3h26 de cinéma de très grande qualité, « Killers of the Flower Moon » est le dernier cadeau de Martin Scorsese au cinéma. Comme je m’y attendais, Scorsese étant une qui il est, il n’y a qu’une seule chose à redire sur son long, très long métrage… c’est justement sa longueur. Même brillant, même hyper maitrisé, même passionnant, « Killers of the Flower Moon » est trop long. Parce que pour le reste, c’est une fresque ambitieuse sur l’Amérique et des démons. Parfaitement mise en image, avec des plans magnifiques, un rythme constant, une musique parfaitement discrète mais bien utilisée, et une reconstitution très ambitieuse d’une petite ville du Sud au début des années 20. On appréciera particulièrement les magnifiques costumes indiens que les femmes portent quasiment en permanence (et que les raciste appellent avec mépris « les couvre-lits »). Sur la forme, rien à redire donc et j’ajoute même que les 10 dernières minutes sont étonnantes de créativité et d’originalité. Le film est trop long mais sa conclusion est magnifique, décalée et pleine de poésie. Quant à la toute dernière image, elle est juste sublime. Tout cela n’est pas loin de constituer une « masterpièce » de mise en scène. Scorsese est également impeccable dans la direction d’acteur. On connait bien à présent Léonardo DiCaprio et sa façon très intense de composer ses personnages. Ici, il a le rôle le plus difficile, celui d’un homme moins détestable que pathétique. On n’arrive pas à le détester vraiment alors qu’il commet des actes atroces, mais il les commet par faiblesse.
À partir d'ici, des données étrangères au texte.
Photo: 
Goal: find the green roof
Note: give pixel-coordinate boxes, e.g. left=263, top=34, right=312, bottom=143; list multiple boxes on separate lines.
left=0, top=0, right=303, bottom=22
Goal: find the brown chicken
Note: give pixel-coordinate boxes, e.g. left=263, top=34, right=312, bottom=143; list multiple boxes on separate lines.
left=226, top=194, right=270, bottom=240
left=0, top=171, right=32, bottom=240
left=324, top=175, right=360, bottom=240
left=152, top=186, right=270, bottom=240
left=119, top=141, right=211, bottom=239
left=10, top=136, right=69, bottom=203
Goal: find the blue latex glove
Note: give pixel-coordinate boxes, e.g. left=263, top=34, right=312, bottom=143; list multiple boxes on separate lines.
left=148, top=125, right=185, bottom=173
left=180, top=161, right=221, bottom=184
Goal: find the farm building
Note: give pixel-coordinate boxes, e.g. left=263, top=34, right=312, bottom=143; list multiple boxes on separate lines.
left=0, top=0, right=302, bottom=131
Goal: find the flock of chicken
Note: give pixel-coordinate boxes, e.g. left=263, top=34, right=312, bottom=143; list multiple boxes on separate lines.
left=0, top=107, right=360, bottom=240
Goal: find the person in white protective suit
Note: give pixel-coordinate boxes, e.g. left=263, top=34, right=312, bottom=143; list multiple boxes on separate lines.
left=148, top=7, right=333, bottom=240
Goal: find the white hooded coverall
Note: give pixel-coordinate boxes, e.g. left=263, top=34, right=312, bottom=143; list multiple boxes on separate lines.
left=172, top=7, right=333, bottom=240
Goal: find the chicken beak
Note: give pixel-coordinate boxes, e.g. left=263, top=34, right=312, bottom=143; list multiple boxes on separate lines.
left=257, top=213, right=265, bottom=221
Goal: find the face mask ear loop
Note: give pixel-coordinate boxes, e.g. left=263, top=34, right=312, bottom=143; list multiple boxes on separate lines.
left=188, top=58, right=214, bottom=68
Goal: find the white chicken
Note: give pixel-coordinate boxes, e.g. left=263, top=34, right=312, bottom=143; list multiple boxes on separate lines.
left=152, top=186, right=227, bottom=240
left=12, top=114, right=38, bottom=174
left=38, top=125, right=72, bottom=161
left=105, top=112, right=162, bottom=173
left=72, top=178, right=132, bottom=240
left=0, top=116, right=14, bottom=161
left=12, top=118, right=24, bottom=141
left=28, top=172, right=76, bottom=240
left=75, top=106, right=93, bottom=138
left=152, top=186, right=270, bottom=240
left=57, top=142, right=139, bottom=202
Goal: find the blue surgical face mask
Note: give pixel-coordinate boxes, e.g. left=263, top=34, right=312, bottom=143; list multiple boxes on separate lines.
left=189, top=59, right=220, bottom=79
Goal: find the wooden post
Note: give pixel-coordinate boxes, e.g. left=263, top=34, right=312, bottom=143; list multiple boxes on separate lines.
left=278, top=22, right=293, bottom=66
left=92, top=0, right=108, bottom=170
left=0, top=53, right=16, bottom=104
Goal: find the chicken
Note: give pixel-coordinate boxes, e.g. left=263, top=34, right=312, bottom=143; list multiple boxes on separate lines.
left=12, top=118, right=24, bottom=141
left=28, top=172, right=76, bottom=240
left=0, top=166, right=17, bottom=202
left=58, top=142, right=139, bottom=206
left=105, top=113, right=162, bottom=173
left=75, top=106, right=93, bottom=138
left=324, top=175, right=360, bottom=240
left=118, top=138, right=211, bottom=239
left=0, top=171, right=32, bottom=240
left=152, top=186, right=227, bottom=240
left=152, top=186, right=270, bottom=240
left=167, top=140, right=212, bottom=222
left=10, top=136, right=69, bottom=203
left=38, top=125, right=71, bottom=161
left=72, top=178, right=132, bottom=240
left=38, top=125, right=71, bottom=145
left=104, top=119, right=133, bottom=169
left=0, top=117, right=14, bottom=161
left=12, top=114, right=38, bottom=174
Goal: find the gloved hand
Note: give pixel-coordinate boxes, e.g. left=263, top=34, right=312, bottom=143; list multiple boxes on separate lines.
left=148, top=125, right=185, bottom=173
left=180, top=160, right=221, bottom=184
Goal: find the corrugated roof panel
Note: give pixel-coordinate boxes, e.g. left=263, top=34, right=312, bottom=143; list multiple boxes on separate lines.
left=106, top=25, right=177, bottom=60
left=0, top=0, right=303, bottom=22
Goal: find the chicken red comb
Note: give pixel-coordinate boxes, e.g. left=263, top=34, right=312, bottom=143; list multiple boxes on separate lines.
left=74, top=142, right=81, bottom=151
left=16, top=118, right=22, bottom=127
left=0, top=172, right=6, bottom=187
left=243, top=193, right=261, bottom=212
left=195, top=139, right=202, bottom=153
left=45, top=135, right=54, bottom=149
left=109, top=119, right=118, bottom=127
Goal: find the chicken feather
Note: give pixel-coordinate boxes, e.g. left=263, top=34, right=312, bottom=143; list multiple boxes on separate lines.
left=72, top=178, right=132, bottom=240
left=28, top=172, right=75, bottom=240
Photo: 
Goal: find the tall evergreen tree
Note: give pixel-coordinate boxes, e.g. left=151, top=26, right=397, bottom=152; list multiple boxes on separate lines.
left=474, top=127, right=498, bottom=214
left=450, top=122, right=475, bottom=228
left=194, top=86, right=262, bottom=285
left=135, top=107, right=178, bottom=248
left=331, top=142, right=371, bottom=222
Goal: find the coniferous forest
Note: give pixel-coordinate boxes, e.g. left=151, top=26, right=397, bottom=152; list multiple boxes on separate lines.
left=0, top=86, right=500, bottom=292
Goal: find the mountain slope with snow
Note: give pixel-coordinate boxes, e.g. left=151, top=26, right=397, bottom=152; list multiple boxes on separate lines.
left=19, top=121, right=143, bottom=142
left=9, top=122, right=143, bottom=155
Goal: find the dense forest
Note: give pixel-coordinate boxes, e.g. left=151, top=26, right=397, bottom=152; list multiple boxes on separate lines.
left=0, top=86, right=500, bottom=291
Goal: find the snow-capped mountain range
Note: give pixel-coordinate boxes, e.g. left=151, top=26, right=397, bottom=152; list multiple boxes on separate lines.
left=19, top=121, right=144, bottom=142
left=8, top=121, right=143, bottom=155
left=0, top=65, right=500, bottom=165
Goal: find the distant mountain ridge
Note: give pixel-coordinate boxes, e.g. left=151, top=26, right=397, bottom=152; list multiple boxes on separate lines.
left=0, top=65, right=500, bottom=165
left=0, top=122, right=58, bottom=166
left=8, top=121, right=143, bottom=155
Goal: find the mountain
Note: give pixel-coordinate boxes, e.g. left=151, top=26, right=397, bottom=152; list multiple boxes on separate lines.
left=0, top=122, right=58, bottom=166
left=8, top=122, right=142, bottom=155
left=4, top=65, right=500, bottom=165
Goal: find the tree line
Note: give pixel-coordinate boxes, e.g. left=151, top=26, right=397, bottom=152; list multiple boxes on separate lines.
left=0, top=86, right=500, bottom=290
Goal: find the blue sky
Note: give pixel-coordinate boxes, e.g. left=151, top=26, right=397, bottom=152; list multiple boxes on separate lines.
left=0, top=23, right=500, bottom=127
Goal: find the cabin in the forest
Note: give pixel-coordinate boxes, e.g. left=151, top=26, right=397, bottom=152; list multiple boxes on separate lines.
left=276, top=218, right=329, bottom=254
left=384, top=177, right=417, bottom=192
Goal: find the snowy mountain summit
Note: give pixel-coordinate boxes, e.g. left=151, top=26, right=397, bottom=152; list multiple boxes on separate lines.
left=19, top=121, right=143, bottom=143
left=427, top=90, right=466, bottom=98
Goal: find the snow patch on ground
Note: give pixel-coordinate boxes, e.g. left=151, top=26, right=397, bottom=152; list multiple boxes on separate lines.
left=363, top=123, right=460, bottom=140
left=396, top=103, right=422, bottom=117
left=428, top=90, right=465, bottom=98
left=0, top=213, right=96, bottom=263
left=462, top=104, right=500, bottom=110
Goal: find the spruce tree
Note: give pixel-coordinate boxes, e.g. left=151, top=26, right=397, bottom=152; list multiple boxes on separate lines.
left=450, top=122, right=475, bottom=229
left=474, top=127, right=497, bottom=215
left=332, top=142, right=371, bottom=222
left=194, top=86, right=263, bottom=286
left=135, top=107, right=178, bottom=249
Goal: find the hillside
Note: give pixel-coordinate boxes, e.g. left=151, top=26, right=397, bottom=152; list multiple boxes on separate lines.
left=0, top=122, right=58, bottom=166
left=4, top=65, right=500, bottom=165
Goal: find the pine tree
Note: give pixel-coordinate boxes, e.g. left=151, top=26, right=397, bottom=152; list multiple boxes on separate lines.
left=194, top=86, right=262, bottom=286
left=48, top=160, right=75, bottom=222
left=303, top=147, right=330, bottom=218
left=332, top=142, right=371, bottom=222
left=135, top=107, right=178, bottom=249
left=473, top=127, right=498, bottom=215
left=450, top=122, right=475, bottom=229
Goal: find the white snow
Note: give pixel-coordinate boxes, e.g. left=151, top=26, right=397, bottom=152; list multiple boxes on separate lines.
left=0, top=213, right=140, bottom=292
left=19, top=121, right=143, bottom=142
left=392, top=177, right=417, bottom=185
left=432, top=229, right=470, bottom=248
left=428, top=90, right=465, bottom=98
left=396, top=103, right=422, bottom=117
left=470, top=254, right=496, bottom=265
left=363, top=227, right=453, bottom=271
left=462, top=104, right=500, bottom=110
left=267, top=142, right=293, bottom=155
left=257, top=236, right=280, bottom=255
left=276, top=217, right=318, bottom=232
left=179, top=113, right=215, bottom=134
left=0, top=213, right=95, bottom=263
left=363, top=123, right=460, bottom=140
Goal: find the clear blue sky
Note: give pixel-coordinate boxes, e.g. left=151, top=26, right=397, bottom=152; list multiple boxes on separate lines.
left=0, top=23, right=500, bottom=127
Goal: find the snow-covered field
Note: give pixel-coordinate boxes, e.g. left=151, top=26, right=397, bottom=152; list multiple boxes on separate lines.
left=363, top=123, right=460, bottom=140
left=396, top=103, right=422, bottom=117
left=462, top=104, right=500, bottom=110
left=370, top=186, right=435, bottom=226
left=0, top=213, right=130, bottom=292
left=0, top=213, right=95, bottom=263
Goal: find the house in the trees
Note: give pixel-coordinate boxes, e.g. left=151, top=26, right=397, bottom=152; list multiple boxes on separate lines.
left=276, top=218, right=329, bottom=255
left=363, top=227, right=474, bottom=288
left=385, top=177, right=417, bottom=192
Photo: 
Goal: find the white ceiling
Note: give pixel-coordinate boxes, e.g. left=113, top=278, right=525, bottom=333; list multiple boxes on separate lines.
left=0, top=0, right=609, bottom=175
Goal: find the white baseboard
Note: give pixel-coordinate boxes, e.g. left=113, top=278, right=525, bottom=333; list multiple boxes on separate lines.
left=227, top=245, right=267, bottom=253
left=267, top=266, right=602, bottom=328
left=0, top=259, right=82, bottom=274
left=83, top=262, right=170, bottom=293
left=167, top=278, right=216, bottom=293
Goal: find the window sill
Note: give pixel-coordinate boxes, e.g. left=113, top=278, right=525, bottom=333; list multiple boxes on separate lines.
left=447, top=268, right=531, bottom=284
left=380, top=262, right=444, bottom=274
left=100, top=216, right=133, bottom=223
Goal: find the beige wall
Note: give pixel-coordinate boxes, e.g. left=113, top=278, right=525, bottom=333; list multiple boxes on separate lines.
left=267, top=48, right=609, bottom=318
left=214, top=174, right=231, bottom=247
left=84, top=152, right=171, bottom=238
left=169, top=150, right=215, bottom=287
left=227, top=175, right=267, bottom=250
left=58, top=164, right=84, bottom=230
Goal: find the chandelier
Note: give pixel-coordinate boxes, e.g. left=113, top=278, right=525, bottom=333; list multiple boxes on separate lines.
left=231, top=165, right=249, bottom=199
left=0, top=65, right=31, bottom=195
Ernest Burkart est un homme peu instruit, sans grande force de caractère. Influencé par son oncle qui est tout le contraire (intelligent, calculateur, totalement cynique), il est son instrument et il est fatalement amené à en payer le prix.
Je comprends qu’on puise trouver par moment que DiCaprio surjoue un petit peu, il a toujours abordé ses rôles avec une intensité qui peut flirter avec le cabotinage, dans certaines scènes il est un peu à la limite du « too much ». Mais cela reste pour lui un rôle immense et, je pense, très difficile dont il se sort avec les honneurs. Robert de Niro, en patriarche tranquille, fort de son impunité, c’est le vrai méchant du film. Sans jamais s’énerver, sans jamais élever la voix, juste par le choix de demi-mots et par les regards, il impressionne, il menace,
il commandite des meurtres odieux.
La vrai révélation pour moi c’est Lily Gladstone qui donne corps à une Molly toute en délicatesse et en pureté. Avec son air doux et presque impassible, elle est magnifique. C’est une indienne Osage fière, amoureuse (pour son plus grand malheur),
trahie, empoisonnée,
marquée par le deuil mais d’une dignité qui impressionne. Il y a également quelques jolis seconds rôles, un tout petit peu effacés, tenus par Jesse Plemons ou Brendan Fraser (et ça fait plaisir de le revoir). « Killers of the Flower Moon » est une fresque qui dépeint avec une vraie virtuosité une certaine Amérique, celle du capitalisme triomphant et de ses relations complexes avec les Amérindiens (faite d’un mélange étrange de culpabilité et de racisme). Le destin a voulu que les Osages soient installés sur une éponge gorgée de pétrole, qu’ils en tirent des richesses, qu’ils emploient même des domestiques et des ouvriers blancs, cela ne pouvait que causer leur perte. D’ailleurs, tout riches qu’ils soient, ils sont restés malgré tout des citoyens de seconde zone sous tutelle, ils n’ont pas les mêmes droits que les blancs sur leur propres compte en banque. Même en Amérique, l’argent ne peut pas tout acheter. Le sort des Amérindiens, c’est le péché originel des Etats-Unis. Pendant les siècles précédents, les tuniques bleues les massacraient ouvertement lors de guerres indiennes pour s’accaparer leur terres. En 1920, pour s’accaparer leur pétrole, il faut être plus pervers, plus cynique et surtout plus discret :
on épouse les femmes indiennes et on les élimine les uns après les autres de l’intérieur pour au final hériter du pactole.
C’est le cœur du film, l’appât du gain couplé au racisme décomplexé, une certaine idée d’une certaine Amérique. Intéressant aussi de souligner que la question raciale est complexe car,
désemparés par l’accumulation des morts, les Osages envisage de demander de l’aide… au Klu Klux Klan, voilà qui est déroutant !
« Killers of the Flower Moon » dépeint avec une efficacité et même une flamboyance indéniable un pays qui est loin d’avoir expié son péché originel, celui de s’être construit sur la violence et la confrontation entre les peuples. Pas de doute, le dernier film de Martin Scorsese est un grand film… de presque 3h30.